Biochemische analyse van bloed en de interpretatie ervan

Voor een duidelijkere diagnose van verschillendeartsen schrijven een algemene biochemische bloedtest voor. Deze analyse omvat biochemisch, immunologisch, evenals hormonaal en serologisch onderzoek van bloed.

Laten we de basisindicatoren bekijken

Biochemische analyse van bloed is een van de methodenlaboratorium diagnostiek. Het maakt het niet alleen mogelijk om de functies van interne organen te beoordelen, maar ook om informatie te ontvangen over het metabolisme en om het mogelijke tekort aan individuele sporenelementen te bepalen.

Om bloed te doneren voor deze analyse, kan men niet eten, geen zoete drankjes drinken en kauwgom kauwen. Drink geen alcohol en rook voor het testen. Je kunt alleen water drinken.

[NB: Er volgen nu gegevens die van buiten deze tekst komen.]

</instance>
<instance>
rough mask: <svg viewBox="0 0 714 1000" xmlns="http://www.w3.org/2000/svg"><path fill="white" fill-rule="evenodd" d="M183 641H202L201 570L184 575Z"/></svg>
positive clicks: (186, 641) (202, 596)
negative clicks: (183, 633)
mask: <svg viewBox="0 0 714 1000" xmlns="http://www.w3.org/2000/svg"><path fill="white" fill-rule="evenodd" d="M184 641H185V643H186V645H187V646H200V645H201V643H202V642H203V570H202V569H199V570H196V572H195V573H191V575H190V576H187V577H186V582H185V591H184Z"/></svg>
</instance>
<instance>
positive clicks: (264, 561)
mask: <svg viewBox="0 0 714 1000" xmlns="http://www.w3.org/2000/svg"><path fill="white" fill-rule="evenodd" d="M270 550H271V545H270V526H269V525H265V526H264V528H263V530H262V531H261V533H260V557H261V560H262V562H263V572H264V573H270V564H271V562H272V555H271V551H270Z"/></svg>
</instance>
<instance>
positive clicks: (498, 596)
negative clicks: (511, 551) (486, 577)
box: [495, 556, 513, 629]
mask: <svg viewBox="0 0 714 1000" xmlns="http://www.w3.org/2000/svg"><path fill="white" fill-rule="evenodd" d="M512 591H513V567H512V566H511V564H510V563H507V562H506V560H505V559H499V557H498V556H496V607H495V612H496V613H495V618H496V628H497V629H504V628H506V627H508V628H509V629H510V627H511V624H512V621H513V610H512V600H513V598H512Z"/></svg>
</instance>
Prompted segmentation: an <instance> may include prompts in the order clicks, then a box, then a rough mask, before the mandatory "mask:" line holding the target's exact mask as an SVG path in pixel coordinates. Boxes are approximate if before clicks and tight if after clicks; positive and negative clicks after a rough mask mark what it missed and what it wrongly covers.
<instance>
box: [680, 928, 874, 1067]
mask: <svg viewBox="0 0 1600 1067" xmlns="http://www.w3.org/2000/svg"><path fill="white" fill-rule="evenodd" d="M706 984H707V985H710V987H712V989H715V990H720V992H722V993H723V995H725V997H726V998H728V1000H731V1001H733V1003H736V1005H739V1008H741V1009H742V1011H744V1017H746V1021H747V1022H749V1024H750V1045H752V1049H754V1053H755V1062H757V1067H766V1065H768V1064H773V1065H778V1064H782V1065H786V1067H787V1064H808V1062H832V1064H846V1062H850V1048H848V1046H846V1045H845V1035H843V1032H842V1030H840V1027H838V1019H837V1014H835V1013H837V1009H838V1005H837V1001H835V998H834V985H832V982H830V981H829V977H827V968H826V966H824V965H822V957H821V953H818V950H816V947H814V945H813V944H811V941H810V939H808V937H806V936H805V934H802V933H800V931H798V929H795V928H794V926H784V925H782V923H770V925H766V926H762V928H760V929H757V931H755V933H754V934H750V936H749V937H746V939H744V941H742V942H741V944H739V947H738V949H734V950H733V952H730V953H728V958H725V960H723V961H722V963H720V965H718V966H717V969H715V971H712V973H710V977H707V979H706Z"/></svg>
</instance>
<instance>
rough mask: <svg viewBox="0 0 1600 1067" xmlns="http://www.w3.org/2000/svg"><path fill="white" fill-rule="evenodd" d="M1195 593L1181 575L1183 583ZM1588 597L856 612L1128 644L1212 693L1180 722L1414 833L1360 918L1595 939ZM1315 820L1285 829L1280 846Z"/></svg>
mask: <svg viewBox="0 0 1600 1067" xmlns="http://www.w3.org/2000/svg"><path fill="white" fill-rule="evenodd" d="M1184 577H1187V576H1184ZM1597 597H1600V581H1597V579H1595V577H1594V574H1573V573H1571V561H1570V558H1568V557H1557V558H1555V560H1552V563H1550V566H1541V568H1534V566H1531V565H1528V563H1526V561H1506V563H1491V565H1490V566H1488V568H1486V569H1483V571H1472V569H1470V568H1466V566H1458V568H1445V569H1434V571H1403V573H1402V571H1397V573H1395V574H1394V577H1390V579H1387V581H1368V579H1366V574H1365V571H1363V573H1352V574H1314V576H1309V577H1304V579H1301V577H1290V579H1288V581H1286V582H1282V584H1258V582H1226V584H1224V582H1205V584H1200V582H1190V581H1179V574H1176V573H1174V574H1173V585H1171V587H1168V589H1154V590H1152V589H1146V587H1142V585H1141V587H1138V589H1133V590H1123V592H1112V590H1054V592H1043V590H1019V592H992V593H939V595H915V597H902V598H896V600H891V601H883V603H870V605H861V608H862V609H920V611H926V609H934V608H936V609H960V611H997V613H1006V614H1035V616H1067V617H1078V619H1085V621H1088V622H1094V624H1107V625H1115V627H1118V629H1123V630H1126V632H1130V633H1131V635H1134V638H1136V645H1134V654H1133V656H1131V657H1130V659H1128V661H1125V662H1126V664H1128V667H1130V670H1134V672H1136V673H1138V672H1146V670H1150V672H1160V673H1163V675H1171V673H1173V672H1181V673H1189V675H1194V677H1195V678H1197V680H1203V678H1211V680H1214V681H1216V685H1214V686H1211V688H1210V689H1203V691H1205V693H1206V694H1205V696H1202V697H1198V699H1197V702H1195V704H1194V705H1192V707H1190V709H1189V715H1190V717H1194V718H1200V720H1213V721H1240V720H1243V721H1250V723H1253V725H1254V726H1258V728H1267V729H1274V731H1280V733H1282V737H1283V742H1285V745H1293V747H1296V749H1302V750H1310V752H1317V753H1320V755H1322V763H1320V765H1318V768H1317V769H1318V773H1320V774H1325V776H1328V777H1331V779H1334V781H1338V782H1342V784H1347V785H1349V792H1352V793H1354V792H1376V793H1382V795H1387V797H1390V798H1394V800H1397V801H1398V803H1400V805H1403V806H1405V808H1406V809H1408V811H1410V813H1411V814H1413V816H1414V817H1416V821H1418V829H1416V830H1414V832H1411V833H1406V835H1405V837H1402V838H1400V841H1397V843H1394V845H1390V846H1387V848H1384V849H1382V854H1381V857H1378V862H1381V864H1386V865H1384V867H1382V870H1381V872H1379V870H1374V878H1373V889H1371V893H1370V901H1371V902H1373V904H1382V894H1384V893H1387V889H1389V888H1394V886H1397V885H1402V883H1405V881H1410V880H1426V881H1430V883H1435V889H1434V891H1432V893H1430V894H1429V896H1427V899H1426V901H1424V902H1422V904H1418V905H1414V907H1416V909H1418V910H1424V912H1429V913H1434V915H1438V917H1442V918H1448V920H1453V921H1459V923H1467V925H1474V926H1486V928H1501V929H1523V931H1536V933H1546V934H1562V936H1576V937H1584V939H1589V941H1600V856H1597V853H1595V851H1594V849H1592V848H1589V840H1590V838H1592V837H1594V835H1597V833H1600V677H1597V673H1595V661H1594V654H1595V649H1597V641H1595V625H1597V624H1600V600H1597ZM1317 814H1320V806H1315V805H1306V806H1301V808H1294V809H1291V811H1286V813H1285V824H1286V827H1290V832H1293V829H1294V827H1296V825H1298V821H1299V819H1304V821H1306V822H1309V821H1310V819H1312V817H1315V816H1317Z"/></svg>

Biochemische analyse omvat de volgende indicatoren:

  • Glucose is belangrijk voor de diagnose van diabetes mellitus. Het lage niveau duidt schendingen in de lever en sommige endocriene pathologieën aan. De glucosespiegel is afhankelijk van de leeftijd van de patiënt en kan variëren van 3,33 mmol / L en maximaal 6,10.
  • Het gewone bilirubine is het gele pigment van het bloed,de concentratie ervan neemt toe met schade aan de levercellen, overmatige desintegratie van rode bloedcellen, evenals bij ziekten die optreden bij aandoeningen van de galuitstroom. De norm van deze indicator is niet meer dan 17,1 μmol per liter.
  • de directe fractie van bilirubine - neemt toe met geelzucht op de achtergrond van verminderde uitstroom van gal. Normaal gesproken is er geen direct bilirubine, of is het niet meer dan 7,8 μmol per 1 liter.
  • indirecte bilirubine - het verschil tussen algemeen en directbilirubine. Gratis bilirubine neemt toe met uitgesproken verval van erytrocyten, wat wordt waargenomen met hemolytische anemie, bloedingen in het weefsel, evenals malaria. De norm is tot 19 μmol per 1 liter.
  • AsAT (aspartaataminotransferase) is een enzym. Normaal gesproken is de concentratie ervan in het bloed extreem klein. De concentratie neemt toe met laesies van de lever en het hart, evenals met misbruik van aspirine of langdurig gebruik van voorbehoedmiddelen. Voor vrouwen is het normale niveau van dit enzym minder dan 31 U / l, voor mannen moet het minder dan 37 zijn.
  • De biochemische bloedtest omvat ook AlAT (alanine aminotransferase), een leverenzym, waarvan het niveau toeneemt met leverschade, hartfalen en bloedpathologieën.
  • Gamma-HT is een enzym. Het bevindt zich in de cellen van de lever en de pancreas, dus het hoge niveau ervan wordt gedetecteerd bij ziekten van deze organen of bij langdurig gebruik van alcohol.
  • Alkalische fosfatase. Het niveau is normaal tot 120 E / l, in de klinische praktijk is de lever- en botvorm belangrijk.
  • Totaal cholesterol. De maximale concentratie is 5,6 mmol per liter. Het is de belangrijkste lipide, die wordt gevormd door de lever of wordt geleverd met voedsel.
  • Lipoproteïnen met lage dichtheid zijn de meest schadelijke fractie van vetten, hoge indices geven een atherosclerotisch proces aan.
  • Triglyceriden - geven de aard van het lipidemetabolisme aan.
  • Totaal eiwit. Het vermindert met nierschade en neemt toe met infectieuze en inflammatoire pathologieën en bloedziekten. Normaal is dit 66-83 g / l.
  • Eiwitalbumine is goed voor bijna de helft van alle eiwitten in het bloedplasma, het niveau neemt toe met uitdroging en neemt af - met pathologieën van de nieren, darmen en lever.
  • Onder elektrolyten onthult de biochemische bloedtest het niveau van kalium-, natrium- en chloorionen die verantwoordelijk zijn voor de water-elektrolytbalans.
  • Creatinine is een indicator die spreekt over nierziekten.
  • Ureum en urinezuur wijzen op het functioneren van de nieren.
  • C-reactief proteïne - geeft schade aanweefsels en ontstekingsproces, evenals voor de aanwezigheid van parasieten of schimmels, bacteriële laesies, normaal is het afwezig of niet meer dan 5 mg / l.
  • Biochemische bloedanalyse maakt het ook mogelijkom het serumijzer te bepalen - het lage niveau wijst op zuurstofgebrek en bloedarmoede. Bij normale vrouwen moet het minimumniveau 8,95-30,43 μmol / l zijn, bij mannen - 11,64-30,43 μmol / l.